Traditional WHOIS is a text-based protocol with inconsistent formatting across registrars. I mean truly inconsistent — every registrar returns data in its own special way, which makes parsing a nightmare of brittle regexes.

RDAP (Registration Data Access Protocol) is the modern replacement. It returns structured JSON. For Go, that’s a different world — you unmarshal directly into structs and move on with your life.

type RDAPResponse struct {
	Handle     string   `json:"handle"`
	Name       string   `json:"name"`
	Links      []Link   `json:"links"`
	Events     []Event  `json:"events"`
	Nameservers []Entity `json:"nameservers"`
}

type Event struct {
	Action string `json:"eventAction"`
	Date   string `json:"eventDate"`
}

type Link struct {
	Rel   string `json:"rel"`
	Href  string `json:"href"`
}

Quien queries RDAP endpoints by first looking up the right RDAP server for the TLD via IANA’s RDAP bootstrap, then hitting that server’s REST API. The response comes back as JSON, encoding/json handles deserialization, and you never have to write another WHOIS text parser again. Good riddance.

Building the CLI

Quien uses Cobra, which is the de facto standard for Go CLIs. If you’ve used kubectl, gh, or hugo, you’ve used a Cobra-powered CLI.

The structure is clean: each lookup type (DNS, TLS, WHOIS, etc.) lives in its own module, and the CLI layer just orchestrates them. This separation makes testing straightforward — you can test each lookup function independently with mock data or a test server, without dragging the CLI framework into your test suite.

If you’re building your own CLI tools in Go, this pattern of separating business logic from the command layer is worth adopting early. It saves you pain later. For more on structuring Go applications well, the post on functional options covers a configuration pattern that pairs nicely with CLI tools.

BGP and ASN lookups via PeeringDB

One of the more unusual features: BGP and ASN lookups. Quien queries PeeringDB’s API to get information about the autonomous system hosting a given IP. This tells you which network provider is behind the domain.

The flow is: resolve the domain to an IP, look up which ASN owns that IP range, then query PeeringDB for details about that ASN. Standard net/http calls and JSON parsing. No special libraries needed.

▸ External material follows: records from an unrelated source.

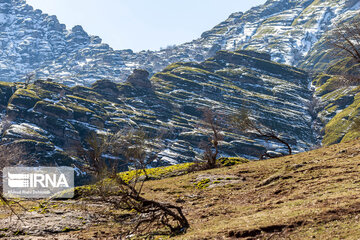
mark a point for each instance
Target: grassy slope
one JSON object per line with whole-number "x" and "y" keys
{"x": 309, "y": 195}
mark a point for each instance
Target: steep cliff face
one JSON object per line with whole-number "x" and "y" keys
{"x": 53, "y": 118}
{"x": 290, "y": 30}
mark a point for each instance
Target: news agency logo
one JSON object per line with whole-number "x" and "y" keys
{"x": 38, "y": 182}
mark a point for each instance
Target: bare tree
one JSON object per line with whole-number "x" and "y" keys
{"x": 346, "y": 39}
{"x": 124, "y": 193}
{"x": 28, "y": 78}
{"x": 245, "y": 124}
{"x": 210, "y": 126}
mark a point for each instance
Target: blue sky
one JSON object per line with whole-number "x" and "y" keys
{"x": 143, "y": 24}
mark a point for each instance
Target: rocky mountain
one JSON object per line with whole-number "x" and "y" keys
{"x": 50, "y": 119}
{"x": 290, "y": 30}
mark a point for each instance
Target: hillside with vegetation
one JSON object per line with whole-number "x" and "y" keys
{"x": 311, "y": 195}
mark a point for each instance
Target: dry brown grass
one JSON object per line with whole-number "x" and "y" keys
{"x": 312, "y": 195}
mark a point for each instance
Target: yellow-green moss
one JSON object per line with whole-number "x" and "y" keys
{"x": 340, "y": 125}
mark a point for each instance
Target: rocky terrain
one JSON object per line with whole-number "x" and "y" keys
{"x": 49, "y": 118}
{"x": 290, "y": 30}
{"x": 73, "y": 100}
{"x": 312, "y": 195}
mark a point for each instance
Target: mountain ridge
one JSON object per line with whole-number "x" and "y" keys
{"x": 73, "y": 57}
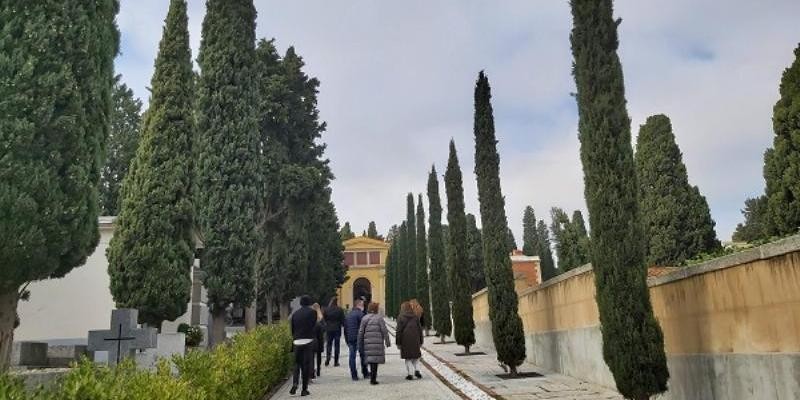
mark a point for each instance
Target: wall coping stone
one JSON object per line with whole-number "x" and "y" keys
{"x": 778, "y": 248}
{"x": 763, "y": 252}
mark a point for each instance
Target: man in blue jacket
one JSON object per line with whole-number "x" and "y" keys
{"x": 351, "y": 325}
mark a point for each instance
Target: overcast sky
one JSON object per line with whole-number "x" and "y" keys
{"x": 397, "y": 82}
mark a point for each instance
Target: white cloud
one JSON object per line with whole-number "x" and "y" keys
{"x": 397, "y": 81}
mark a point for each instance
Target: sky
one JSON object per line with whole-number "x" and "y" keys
{"x": 397, "y": 81}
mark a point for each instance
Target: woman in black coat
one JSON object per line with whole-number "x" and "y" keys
{"x": 409, "y": 339}
{"x": 319, "y": 340}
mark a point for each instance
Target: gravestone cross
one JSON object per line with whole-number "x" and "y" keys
{"x": 124, "y": 338}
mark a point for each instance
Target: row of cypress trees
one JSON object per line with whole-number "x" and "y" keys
{"x": 777, "y": 212}
{"x": 57, "y": 69}
{"x": 258, "y": 196}
{"x": 451, "y": 257}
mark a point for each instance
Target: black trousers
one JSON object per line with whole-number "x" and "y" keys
{"x": 303, "y": 359}
{"x": 373, "y": 371}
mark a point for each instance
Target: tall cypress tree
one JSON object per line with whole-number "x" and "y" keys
{"x": 782, "y": 161}
{"x": 347, "y": 232}
{"x": 633, "y": 344}
{"x": 530, "y": 236}
{"x": 150, "y": 256}
{"x": 457, "y": 249}
{"x": 754, "y": 226}
{"x": 325, "y": 267}
{"x": 228, "y": 156}
{"x": 56, "y": 65}
{"x": 423, "y": 280}
{"x": 677, "y": 221}
{"x": 475, "y": 254}
{"x": 402, "y": 265}
{"x": 581, "y": 235}
{"x": 440, "y": 287}
{"x": 123, "y": 139}
{"x": 509, "y": 339}
{"x": 546, "y": 262}
{"x": 297, "y": 177}
{"x": 565, "y": 242}
{"x": 390, "y": 282}
{"x": 372, "y": 231}
{"x": 411, "y": 249}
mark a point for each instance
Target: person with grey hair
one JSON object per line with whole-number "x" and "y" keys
{"x": 351, "y": 324}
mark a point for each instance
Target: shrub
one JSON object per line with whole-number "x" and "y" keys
{"x": 194, "y": 335}
{"x": 88, "y": 381}
{"x": 245, "y": 368}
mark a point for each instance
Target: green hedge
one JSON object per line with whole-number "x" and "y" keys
{"x": 246, "y": 368}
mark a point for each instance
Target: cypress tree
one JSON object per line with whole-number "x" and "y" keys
{"x": 530, "y": 236}
{"x": 782, "y": 161}
{"x": 511, "y": 241}
{"x": 546, "y": 262}
{"x": 633, "y": 344}
{"x": 402, "y": 265}
{"x": 423, "y": 288}
{"x": 440, "y": 287}
{"x": 56, "y": 65}
{"x": 457, "y": 249}
{"x": 123, "y": 139}
{"x": 565, "y": 242}
{"x": 754, "y": 226}
{"x": 346, "y": 232}
{"x": 372, "y": 231}
{"x": 151, "y": 254}
{"x": 677, "y": 221}
{"x": 509, "y": 339}
{"x": 390, "y": 280}
{"x": 475, "y": 254}
{"x": 581, "y": 236}
{"x": 228, "y": 156}
{"x": 410, "y": 290}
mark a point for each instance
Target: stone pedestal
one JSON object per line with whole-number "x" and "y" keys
{"x": 61, "y": 356}
{"x": 169, "y": 345}
{"x": 29, "y": 354}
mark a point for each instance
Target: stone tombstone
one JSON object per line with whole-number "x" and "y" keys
{"x": 62, "y": 356}
{"x": 169, "y": 345}
{"x": 29, "y": 354}
{"x": 124, "y": 338}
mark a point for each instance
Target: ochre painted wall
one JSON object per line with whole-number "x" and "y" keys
{"x": 374, "y": 273}
{"x": 751, "y": 307}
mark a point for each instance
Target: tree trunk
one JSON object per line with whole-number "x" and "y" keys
{"x": 284, "y": 309}
{"x": 8, "y": 317}
{"x": 217, "y": 335}
{"x": 250, "y": 317}
{"x": 269, "y": 302}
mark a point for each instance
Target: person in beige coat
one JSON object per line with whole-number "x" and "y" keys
{"x": 373, "y": 337}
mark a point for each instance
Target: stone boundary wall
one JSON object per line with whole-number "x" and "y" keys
{"x": 731, "y": 325}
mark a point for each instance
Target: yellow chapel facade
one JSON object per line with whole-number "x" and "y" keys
{"x": 365, "y": 260}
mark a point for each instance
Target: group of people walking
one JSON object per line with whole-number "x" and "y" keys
{"x": 315, "y": 331}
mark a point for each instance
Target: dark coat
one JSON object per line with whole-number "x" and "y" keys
{"x": 334, "y": 319}
{"x": 319, "y": 337}
{"x": 409, "y": 336}
{"x": 351, "y": 325}
{"x": 303, "y": 322}
{"x": 373, "y": 337}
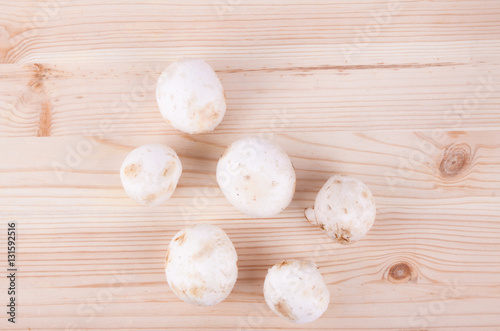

What’s worth stealing from this codebase

A few patterns from Quien that I think are genuinely useful:

Coordinate parallel network calls with errgroup and fail fast on errors. Use PreferGo: true on net.Resolver to avoid cgo and get portable binaries. Lean on crypto/tls for certificate inspection — it does more than most people realize. Prefer RDAP over WHOIS whenever possible, because structured JSON beats regex-parsed text every time. And keep your lookup logic separate from your Cobra command definitions so you can test them in isolation.

If you’re building any kind of network inspection or domain analysis tool in Go, Quien’s source at github.com/retlehs/quien is worth reading through. And if you’re interested in related concurrency patterns, the singleflight post covers a technique for deduplicating concurrent calls to the same resource — useful when multiple goroutines might try to resolve the same domain simultaneously.